SAN DIEGO -- U.S. Attorney General Jeff Sessions was on hand in San Diego Wednesday as the crew of the Coast Guard Cutter Stratton offloaded 50,000 pounds of cocaine and heroin -- with an estimated street value of more than $679 million -- that was seized in the Eastern Pacific Ocean since Aug. 2.
The Coast Guard announced that it has intercepted a record amount of illicit drugs in the Eastern Pacific in fiscal year 2017, including a San Diego-based prosecution involving more than 6,000 pounds of cocaine confiscated from a low-profile vessel, which is designed to ride low in the water to avoid detection.
Four men were indicted and charged with possession of cocaine with intent to distribute in the San Diego case.

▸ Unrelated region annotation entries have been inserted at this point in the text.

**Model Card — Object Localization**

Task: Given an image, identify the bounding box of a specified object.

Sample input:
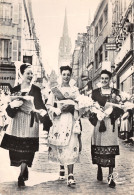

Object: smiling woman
[1,64,46,186]
[47,66,81,186]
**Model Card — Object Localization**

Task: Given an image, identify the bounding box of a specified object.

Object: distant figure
[1,64,46,187]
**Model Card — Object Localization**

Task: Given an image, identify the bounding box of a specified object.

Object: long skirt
[91,118,119,167]
[1,112,39,167]
[48,133,79,165]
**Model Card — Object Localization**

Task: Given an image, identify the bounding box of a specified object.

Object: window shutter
[12,40,18,62]
[12,2,19,24]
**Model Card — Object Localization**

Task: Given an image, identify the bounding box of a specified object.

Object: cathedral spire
[63,9,68,37]
[58,9,72,67]
[88,10,91,26]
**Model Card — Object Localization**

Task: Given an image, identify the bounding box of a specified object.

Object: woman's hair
[20,64,31,74]
[60,65,72,74]
[100,70,112,79]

"By preventing overdoses and stopping new addictions before they start, enforcing our drug laws saves lives," Sessions said. "This record-breaking year by our Coast Guard saw the arrest of more than 500 suspected drug traffickers and kept nearly half a million pounds of dangerous drugs from getting to our streets, and ultimately to our neighbors, friends and families. I commend every service member who has helped us in our mission to keep the American people safe, and I thank them for this indispensable contribution to public safety."
Acting U.S. Attorney Alana W. Robinson said the seizure of the cocaine in the Eastern Pacific means tens of thousands of pounds of the illicit drug won't make it into San Diego and hundreds of millions of dollars won't go into cartel coffers.
"To drug traffickers who may think they are invisible in the middle of what seems to be a vast, empty ocean: You are not alone. We are doing everything we can to prevent you from using the high seas as your personal freeway," Robinson said.
Edinson Elias Castillo-Bustos, Redis Mina-Canga and Jose Sebastian Ardila-Meza, all from Colombia, and Edgar Anibal Rojas-Vanegas, of Guatemala, remain in custody in San Diego pending trial. They will be back in court Oct. 16.